Membre éphémère de Piano Magic (au moment du bel EP The Fun Of The Century, en 1997-1998), Ezra Feinberg avait laissé Glen Johnson et les autres musiciens en Angleterre pour retourner dans ses États-Unis natals, et participer à d’autres formations. Une vingtaine d’années plus tard, le New-Yorkais a commencé à livrer des disques solo, dont ce Soft Power, troisième effort individuel pour lequel plusieurs musiciens hautement appréciés de ces pages (Mary Lattimore, Jefre Cantu-Ledesma) et d’autres non encore croisés ici, ont collaboré avec lui.
Assez tendres, ses sept instrumentaux se distinguent par leur longueur (plus de cinq minutes en moyenne) et la présence de guitare acoustique jouée en finger-picking, flûte et harpe, autant d’instruments capables d’offrir des lignes mélodiques caressantes et légères, juste tenues par un synthé chargé des basses ou des notes graves de guitare électrique.
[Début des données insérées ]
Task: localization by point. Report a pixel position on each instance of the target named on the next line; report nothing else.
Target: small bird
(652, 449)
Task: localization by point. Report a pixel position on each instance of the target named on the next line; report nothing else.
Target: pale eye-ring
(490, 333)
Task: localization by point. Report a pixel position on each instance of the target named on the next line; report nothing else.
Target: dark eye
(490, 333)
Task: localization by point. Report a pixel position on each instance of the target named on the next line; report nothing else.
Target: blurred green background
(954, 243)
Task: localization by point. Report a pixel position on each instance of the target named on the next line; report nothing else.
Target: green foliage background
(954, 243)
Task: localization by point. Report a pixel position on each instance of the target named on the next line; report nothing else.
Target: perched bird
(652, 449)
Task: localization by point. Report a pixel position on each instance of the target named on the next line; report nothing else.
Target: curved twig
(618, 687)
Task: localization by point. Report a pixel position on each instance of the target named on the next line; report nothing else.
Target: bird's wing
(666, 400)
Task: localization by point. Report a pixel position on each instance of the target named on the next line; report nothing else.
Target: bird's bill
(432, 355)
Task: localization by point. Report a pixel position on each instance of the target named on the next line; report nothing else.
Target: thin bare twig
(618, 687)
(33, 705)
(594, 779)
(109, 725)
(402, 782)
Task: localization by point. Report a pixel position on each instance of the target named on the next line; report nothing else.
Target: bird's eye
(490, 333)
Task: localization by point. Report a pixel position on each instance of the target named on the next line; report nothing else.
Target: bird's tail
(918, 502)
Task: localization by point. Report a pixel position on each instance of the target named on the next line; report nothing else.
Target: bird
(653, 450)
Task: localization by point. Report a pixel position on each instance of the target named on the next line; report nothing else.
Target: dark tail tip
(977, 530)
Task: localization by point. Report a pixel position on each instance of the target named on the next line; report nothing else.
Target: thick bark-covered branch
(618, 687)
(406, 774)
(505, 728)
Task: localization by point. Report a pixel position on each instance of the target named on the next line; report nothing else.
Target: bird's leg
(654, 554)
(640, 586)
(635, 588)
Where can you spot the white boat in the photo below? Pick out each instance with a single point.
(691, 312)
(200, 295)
Évoluant dans une sorte de jazz psychédélico-acoustique, Ezra Feinberg propose un ensemble aux atours printaniers, mais sans mièvrerie, à l’image du dialogue accords de guitare pincés-vibraphone sur Flutter Intensity ou de celui entre les arpèges de six-cordes et les notes de harpe sur Get Some Rest.
Même quand les synthés modulaire et granulaire de Jefre Cantu-Ledesma interviennent sur Pose Beams, ils se fondent dans cette tonalité, accompagnant délicatement le piano de Robbie Lee, la batterie (frappée aux balais) de John Tayer ou les matériaux de Feinberg. S’il s’égare un peu sur le rythmé The Big Clock, avec sa cadence métronomique et une certaine lourdeur, Ezra Feinberg sait vite retourner vers des rivages moins balisés, telles ces formes d’improvisation qui balaient There Was Somebody There, l’une des très belles propositions de ce fort intéressant album.